First, it is presumed that when you're thinner you live longer. (In any case, when you live on a diet of yogurt and boiled grapefruit, it seems longer.) Second, it is felt that when you are skin and bones you have so much extra energy that you can climb up and shingle the roof. Third - and this is what they're really getting at - when you're thin you are so tasty and desirable that strange men will pinch you at the A & P and your husband will not only follow you around the kitchen breathing heavily but will stop and smother your with kisses as you try to put the butter back in the icebox. This - and I hope those in the back of the room are listening - is hogwash.
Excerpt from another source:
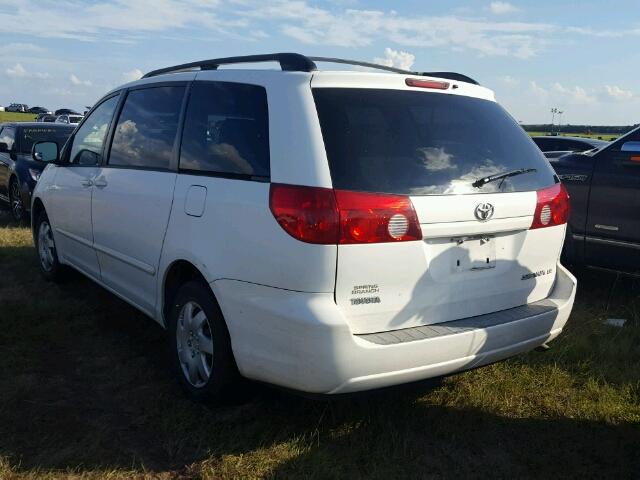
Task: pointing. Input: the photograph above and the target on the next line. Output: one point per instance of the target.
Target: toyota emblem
(484, 211)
Think of the happy marriages you know about. How many of the ladies are still wearing size twelve? I've been giving this a lot of thought in the last twenty minutes, and I have been examining the marriages in my own troubled circle. More than that, I have taken a cross section of the divorcees. (Cross? My dear, they were irate!) What I have discovered - attention, Beauty Editors everywhere! - is that the women who are being ditched are one and all willowy, wand-like, and slim as a blade. In fact, six of them require extensive padding even to look flat-chested.
That the fourteen divorcees, or about-to-be divorcees, whom I happen to know personally are thin may be nothing more than a coincidence. Or it may just prove that men don't divorce fat wives because they feel sorry for them. Then again - and this is rather sinister - men may not divorce fat wives because they imagine that the poor, plump dears will never locate another husband and they'll be paying alimony to the end of their days. (I mention this possibility, but my heart's not in it.)
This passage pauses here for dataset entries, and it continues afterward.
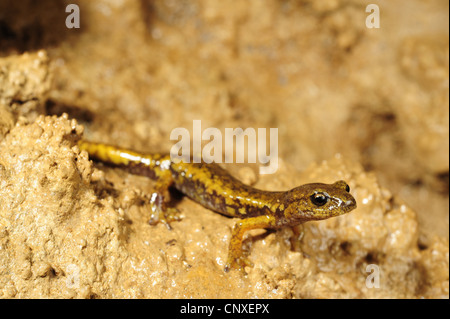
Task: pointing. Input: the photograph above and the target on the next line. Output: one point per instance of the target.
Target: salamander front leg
(159, 201)
(235, 259)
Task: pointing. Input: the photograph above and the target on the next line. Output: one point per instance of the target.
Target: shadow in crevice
(30, 25)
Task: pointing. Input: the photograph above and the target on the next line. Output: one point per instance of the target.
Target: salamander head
(318, 201)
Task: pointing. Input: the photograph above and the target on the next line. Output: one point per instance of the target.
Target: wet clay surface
(363, 105)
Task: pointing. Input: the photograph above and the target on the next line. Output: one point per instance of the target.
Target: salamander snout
(319, 201)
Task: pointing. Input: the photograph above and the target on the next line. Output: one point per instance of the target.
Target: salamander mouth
(349, 205)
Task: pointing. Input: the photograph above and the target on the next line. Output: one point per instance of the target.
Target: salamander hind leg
(236, 260)
(160, 200)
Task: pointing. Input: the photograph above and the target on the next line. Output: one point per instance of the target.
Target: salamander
(214, 188)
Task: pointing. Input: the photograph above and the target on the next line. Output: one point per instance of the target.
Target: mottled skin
(214, 188)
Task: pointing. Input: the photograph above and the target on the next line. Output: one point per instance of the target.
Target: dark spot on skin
(319, 199)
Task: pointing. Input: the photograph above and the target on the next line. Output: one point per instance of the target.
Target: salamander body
(213, 187)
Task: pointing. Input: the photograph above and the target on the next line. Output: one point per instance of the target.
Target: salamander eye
(319, 199)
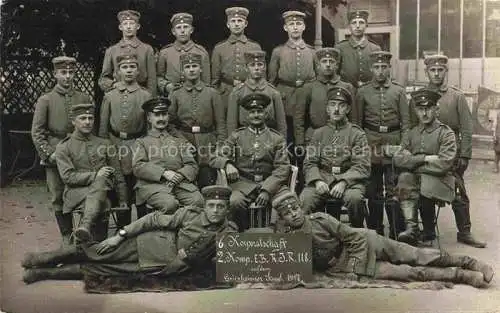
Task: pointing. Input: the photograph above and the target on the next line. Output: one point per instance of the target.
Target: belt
(125, 136)
(196, 129)
(383, 129)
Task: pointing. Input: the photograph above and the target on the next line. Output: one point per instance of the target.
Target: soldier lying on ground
(155, 244)
(340, 248)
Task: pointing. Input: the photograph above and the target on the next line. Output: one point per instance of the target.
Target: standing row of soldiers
(300, 79)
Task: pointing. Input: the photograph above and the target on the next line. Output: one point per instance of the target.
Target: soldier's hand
(322, 187)
(262, 199)
(232, 173)
(338, 190)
The real reason, I believe, that men hang onto their well-endowed spouses is because they're comfy and nice to have around the house. In a marriage there is nothing that stales so fast as physical beauty - as we readers of Modern Screen have observed. What actually holds a husband through thick and thick is a girl who is fun to be with. And any girl who has had nothing to eat since nine o'clock this morning but three hard-boiled eggs will be about as jolly and companionable as an income-tax inspector.
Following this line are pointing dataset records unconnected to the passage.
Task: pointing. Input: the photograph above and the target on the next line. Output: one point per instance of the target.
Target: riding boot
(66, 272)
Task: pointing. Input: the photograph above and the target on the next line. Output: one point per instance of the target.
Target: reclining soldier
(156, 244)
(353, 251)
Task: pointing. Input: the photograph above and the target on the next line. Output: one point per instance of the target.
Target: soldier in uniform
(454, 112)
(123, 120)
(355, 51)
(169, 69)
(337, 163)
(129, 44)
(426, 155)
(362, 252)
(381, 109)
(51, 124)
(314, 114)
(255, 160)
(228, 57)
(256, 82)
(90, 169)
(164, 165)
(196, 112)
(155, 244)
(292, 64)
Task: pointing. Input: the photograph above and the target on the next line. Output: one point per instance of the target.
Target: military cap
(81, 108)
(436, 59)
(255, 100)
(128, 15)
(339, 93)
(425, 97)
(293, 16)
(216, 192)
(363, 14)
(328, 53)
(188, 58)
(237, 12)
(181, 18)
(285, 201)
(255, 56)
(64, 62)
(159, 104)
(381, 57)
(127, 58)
So I say, ladies, find out why women everywhere are switching from old-fashioned diet to the modern way: no exercise, no dangerous drugs, no weight loss. (And what do the mean, "ugly fat"? It's you isn't it?) For that tired, run-down feeling, try eating three full meals a day with a candy bar after dinner and pizza at eleven o'clock. Don't be intimidated by pictures of Audrey Hepburn. That girl is nothing but skin and bones. Just sit there smiling on that size-twenty backside and say, "Guess what we're having for dinner, dear? Your favorite - stuffed breast of veal and corn fritters." All of your friends will say, "Oh, Blanche is a mess, the size of a house, but he's crazy about her, just crazy about her!"
Thanks Jean Kerr, where ever you are.
ALL this is DEFINITELY copyright to the above author and publisher. I hope I typed o.k. and didn't butcher it!
So much has changed, yet so much has stayed the same. Size 12? Yee Haw!
This short story reminded me of this conversation:
A while back, when we females were exchanging our "I used to wear a size such-and-such" and from the other room, my dear Phillip chimes in with "Oh Yeah? Well, I used to wear a Onesie!" Enough said!
Good night!
UPDATE: I found this today on the internet. http://www.nytimes.com/2003/01/07/theater/jean-kerr-playwright-and-author-dies-at-80.html
Yay! It Fits!
14 hours ago
1 comment:
Don't stop there! Jean Kerr wrote all of her life. Don't miss "The Snake Has All the Lines," "Penny Candy" and all the rest. Brilliant.